If the Redskins beat the Cowboys and Eagles, but lose to the Giants, many fans may assume, because Washington did not reach the playoffs after a 3-0 start, that their season is somehow a disappointment. Perhaps. But there are many ways to measure progress. Such a finish would give the Redskins sweeps of both Dallas and Philly in the same year. In other words, after being Black Knight victims for so long, they'd finally be back in the NFL East mix -- in reality, not just in their minds.
Since '88, the Redskins have not swept the Eagles. Digest that. They've managed the trick just once against Dallas and twice against the Giants. Three sweeps over those key rivals in 17 years. That's pathetic. For years, every time the Redskins had a chance to establish themselves as the equal of a division rival, they regressed, usually in a hail of penalties and turnovers. Will that happen again in these final three games?

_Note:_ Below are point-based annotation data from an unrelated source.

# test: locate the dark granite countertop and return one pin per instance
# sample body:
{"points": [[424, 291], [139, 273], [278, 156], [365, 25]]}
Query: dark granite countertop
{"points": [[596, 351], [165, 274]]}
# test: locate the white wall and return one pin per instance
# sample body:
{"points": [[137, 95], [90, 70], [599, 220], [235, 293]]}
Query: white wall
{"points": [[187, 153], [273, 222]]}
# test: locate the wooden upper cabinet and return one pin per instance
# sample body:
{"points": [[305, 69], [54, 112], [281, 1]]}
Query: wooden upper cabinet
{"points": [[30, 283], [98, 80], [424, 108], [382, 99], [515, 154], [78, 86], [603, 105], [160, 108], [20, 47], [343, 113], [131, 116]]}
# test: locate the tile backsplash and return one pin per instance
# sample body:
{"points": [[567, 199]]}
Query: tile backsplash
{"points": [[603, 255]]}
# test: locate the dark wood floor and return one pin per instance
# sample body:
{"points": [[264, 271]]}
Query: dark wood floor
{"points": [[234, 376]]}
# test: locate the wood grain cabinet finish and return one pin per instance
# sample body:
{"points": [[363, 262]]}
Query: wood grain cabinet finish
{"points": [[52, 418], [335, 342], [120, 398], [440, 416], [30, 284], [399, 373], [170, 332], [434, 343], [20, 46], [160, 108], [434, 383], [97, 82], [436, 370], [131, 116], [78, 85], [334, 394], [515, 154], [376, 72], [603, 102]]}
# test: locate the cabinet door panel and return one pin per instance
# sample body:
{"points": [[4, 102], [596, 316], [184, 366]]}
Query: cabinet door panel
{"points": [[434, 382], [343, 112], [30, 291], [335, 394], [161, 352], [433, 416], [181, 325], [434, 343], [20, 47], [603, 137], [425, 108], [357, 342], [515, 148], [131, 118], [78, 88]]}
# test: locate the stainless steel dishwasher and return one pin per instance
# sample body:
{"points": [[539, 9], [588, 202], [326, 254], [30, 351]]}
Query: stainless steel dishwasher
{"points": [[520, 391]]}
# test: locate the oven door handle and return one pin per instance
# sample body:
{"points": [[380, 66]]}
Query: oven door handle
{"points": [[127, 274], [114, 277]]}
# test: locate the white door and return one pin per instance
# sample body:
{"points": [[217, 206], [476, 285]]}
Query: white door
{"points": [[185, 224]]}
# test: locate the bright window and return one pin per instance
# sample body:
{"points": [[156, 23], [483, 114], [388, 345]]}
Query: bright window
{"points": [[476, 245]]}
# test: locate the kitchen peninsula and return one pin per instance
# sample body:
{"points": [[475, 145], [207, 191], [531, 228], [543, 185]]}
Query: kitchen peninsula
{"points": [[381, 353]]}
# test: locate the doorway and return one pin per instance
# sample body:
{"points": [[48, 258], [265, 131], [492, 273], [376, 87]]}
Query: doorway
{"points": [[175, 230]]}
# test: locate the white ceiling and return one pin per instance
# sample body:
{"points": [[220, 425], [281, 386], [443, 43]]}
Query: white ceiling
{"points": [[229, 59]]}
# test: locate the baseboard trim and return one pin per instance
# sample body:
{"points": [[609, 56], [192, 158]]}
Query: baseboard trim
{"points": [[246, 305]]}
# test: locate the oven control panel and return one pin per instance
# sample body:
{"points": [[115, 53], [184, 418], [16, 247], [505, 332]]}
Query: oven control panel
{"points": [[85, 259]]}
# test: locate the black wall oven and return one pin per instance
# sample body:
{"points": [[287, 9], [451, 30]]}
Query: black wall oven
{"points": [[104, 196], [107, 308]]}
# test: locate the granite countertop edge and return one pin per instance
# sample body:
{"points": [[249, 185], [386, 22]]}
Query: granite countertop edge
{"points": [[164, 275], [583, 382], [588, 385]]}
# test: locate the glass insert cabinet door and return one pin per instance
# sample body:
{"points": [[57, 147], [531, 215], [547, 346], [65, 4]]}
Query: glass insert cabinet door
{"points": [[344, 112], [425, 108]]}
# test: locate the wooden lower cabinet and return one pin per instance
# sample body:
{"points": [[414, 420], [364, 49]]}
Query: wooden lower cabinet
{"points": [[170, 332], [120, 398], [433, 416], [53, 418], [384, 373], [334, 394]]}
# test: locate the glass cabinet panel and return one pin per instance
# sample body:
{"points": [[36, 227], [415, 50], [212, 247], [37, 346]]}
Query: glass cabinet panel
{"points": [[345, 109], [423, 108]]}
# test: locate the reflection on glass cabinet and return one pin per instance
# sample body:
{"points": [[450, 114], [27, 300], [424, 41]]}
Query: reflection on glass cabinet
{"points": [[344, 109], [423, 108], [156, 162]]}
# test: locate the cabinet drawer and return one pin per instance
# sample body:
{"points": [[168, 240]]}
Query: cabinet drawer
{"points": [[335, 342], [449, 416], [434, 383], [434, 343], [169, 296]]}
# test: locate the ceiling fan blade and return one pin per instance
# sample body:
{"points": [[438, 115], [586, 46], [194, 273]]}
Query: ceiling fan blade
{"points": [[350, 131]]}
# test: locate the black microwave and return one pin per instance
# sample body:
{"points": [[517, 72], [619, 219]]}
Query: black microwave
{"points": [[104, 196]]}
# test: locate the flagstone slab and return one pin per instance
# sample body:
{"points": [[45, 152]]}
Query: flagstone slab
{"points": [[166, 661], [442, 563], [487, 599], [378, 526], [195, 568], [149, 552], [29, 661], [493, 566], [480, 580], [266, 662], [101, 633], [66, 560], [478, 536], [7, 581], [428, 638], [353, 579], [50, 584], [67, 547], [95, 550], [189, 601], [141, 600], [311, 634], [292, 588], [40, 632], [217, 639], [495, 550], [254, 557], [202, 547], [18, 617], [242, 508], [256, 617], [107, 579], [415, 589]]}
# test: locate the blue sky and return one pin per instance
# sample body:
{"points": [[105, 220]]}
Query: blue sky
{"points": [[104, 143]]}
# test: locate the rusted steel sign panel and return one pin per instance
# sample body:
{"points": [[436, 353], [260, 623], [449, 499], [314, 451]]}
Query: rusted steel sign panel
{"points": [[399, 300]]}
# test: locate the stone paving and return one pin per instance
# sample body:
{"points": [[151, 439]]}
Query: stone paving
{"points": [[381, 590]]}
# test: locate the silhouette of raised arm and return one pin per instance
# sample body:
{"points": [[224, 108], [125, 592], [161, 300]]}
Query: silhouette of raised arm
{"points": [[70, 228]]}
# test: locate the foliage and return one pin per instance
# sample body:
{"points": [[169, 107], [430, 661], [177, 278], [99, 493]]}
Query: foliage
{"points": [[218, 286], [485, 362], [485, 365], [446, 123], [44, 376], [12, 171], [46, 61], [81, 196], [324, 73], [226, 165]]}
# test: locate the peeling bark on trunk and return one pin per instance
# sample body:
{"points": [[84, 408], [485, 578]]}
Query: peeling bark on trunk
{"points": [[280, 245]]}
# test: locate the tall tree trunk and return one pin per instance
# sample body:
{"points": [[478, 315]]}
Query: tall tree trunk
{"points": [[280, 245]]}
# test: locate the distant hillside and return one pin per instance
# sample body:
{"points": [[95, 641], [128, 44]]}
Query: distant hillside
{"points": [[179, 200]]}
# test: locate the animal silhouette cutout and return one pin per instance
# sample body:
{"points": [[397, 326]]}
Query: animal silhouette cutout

Or, this season, will the Redskins step over Parcells's Cowboys in the division pecking order and serve notice to the Eagles that, even when Donovan McNabb returns next season, those Washington games on the schedule may no longer be such an annual treat?
The Cowboys, no matter what they say, will enter FedEx firmly convinced that the Redskins were just amazingly lucky on Sept. 19. In the NFL, when you trail 13-0 on the road with four minutes to play and you haven't shown an iota of offense all night, you are dead meat. Yet twice the Redskins called what amounted to a street-ball play: "Santana, go deep down the middle. Mark, throw it as far as you can. Everyone else, cross your fingers." And twice the result -- against a Parcells-coached team -- was a clean catch behind the safety for untouched scoring passes of 39 and 70 yards.
Such things don't happen. But when they do, they can mark turning points in the competitive relationship between teams. If the Redskins fail to beat a merely pretty good Cowboys team with 90,000 raving Redskins fans behind them and the memory of the Brunell-to-Moss game as motivation, then a very large opportunity will be squandered.
Since '92, the Redskins have been pretending that they weren't the punching bag of the Cowboys, Giants and Eagles in the NFC East. But that horrific 22-51-1 record (including 3-6 since Gibbs's return and 4-17 the last four seasons) against their three oldest traditional division adversaries tells an entirely different and ugly tale. Year after year, as the Cowboys, Giants and Eagles march out with another victory at the Redskins' expense, our stubborn but sawed-off Black Knights bravely but ludicrously shout, "Oh, I see. Running away, eh? Come back here and take what's coming to you. I'll bite your legs off."
In the next three weeks, the Redskins don't have to run the table or make the playoffs. Though that possibility is certainly offered to them. What they must do is stay focused for three consecutive, physically demanding games regardless of playoff permutations, and prove to the foes they play six times every season that they are no longer the doormats of the NFC East.